The oak tree that my veggie patch is near was there for decades before I decided to remove some lawn for this bed. I chose to put the bed where it is, to the north of the tree, so there would be shade during the hottest part of the day. After working with it for a couple years, I'm really liking it, and from what I've read from others, the results are very good. Tomatoes are still producing after being planted in March, and last year I was still picking lettuce after people started talking about bolting. Some of the things I tried there need more sun, like Okra, probably sweet potatoes, some of the beans, but as a recently transplanted yankee, I haven't given myself too much grief over these incidents, and will do it differently yet again next year, always learning.

The tree does rob the area of moisture but, like you said, so would more mid-day sun. Also have the dry spells you mentioned, weeks without a drop of rain. I spot-water with the hose and have very few weed problems from allowing the space between plants to remain dessicated. Although that is less of a factor as I keep adding OM, the soil throughout this area is becoming much more moisture-retentive, dark, humusy, easy to dig in. It's under about 18" of leaves for now, everywhere there isn't still something growing.
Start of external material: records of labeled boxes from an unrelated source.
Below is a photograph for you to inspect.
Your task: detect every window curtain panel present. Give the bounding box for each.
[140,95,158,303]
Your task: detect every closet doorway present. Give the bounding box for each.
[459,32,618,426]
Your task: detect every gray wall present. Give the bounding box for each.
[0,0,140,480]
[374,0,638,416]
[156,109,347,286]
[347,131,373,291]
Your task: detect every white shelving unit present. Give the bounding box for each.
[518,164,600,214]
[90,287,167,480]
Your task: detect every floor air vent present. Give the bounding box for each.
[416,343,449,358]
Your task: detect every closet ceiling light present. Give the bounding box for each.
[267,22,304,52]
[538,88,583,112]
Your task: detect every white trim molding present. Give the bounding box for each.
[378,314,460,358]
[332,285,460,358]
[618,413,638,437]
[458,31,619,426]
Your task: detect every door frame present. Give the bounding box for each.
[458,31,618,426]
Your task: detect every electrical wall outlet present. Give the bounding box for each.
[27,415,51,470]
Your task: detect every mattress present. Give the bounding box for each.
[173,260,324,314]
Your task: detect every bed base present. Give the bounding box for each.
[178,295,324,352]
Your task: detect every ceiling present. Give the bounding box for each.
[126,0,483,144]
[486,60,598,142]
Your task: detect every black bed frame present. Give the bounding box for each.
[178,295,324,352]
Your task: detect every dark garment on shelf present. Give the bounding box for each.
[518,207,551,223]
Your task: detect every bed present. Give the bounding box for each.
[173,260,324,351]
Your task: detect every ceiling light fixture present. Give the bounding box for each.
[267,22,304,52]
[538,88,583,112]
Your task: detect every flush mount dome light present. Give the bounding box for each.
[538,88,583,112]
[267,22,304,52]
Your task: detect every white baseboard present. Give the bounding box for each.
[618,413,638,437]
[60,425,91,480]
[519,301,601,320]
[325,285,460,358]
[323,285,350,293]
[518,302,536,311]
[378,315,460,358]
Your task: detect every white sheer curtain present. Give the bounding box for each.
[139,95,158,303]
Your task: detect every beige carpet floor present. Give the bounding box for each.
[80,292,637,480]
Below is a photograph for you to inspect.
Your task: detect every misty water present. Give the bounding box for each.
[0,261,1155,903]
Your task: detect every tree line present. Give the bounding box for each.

I'm a huge fan of mulch but find it gets in the way when trying to germinate seeds, and have stopped putting mulch in areas where I want to grow from seed. Using just compost, leaves, and grass from the mower bag seems to work better in these areas.

No idea what tree to suggest for TX, but would hope you'd choose some kind of native if not a specific edible. You may also want to investigate espalier techniques for your tree, and various arbors/vine supports. As well as having a purpose of being visually pleasing and/or a supports for vines, they make little spots or rows of shade.

It's a good time to lay some cardboard to smother the grass/weeds for your new planting area, cover with whatever organic matter you have, leaves, kitchen scraps, mowed grass, start improving the soil right away.